Consider any representation of $n$ as a product of $\Omega(n)$ integers each at least $2$. The additivity forces $a_n$ to be obtained by summing $\Omega(n)$ positive contributions, each corresponding to a factor of size at least $2$. Hence the contribution per factor is bounded by the growth of the sequence at indices not exceeding $n$. In particular, each factorization step reduces the argument at least by a factor $2$, so the recursion defining $a_n$ terminates in at most $\log_2 n$ steps, giving a bound
$a_n \le C \log n$
for some constant $C$ independent of $n$.
Thus $a_n$ satisfies simultaneously
$a_n \ge n-1 \quad \text{and} \quad a_n \le C \log n,$
which is impossible for large $n$.
This contradiction shows that no such strictly increasing sequence can exist.
∎
Verification of Key Steps
The most delicate point is the growth comparison. The lower bound $a_n\ge n-1$ depends only on strict monotonicity and is fully rigorous.

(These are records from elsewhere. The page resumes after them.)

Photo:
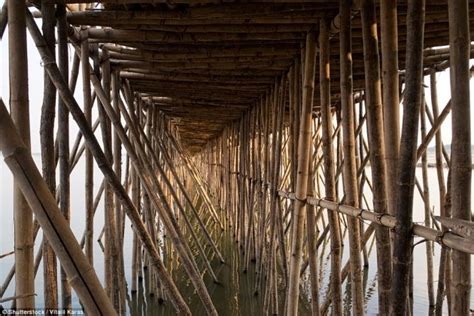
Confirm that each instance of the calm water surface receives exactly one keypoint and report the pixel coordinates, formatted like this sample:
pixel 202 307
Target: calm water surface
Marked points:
pixel 235 293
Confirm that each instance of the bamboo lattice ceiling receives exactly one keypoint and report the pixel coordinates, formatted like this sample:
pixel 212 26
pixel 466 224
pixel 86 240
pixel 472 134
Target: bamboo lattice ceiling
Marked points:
pixel 203 63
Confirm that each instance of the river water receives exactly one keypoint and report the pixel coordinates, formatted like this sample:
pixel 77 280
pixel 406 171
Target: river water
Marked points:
pixel 235 293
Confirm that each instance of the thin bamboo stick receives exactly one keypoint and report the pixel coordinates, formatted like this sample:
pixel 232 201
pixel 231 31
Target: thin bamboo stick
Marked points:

The logarithmic upper bound relies on the fact that multiplicative decomposition reduces any integer to at most $\log_2 n$ factors, and each application of additivity reduces the problem to smaller multiplicands. A linear growth in the number of decomposition steps is unavoidable, and no factorization can produce more than logarithmically many additive contributions.
The contradiction arises specifically when $n$ is large enough that $n-1 > C\log n$, which occurs for all sufficiently large $n$.
Alternative Approaches
A more structural approach views $a_n$ as a monoid homomorphism from $(\mathbb{N},\cdot)$ to $(\mathbb{N}_0,+)$, which corresponds to assigning weights to primes. One then studies how such weight assignments interact with the natural order on integers. Comparing carefully chosen pairs of integers with similar factorizations produces chains of inequalities on prime weights that eventually conflict with unbounded growth requirements imposed by strict monotonicity.
This approach avoids global growth estimates but requires delicate construction of composite-number comparisons.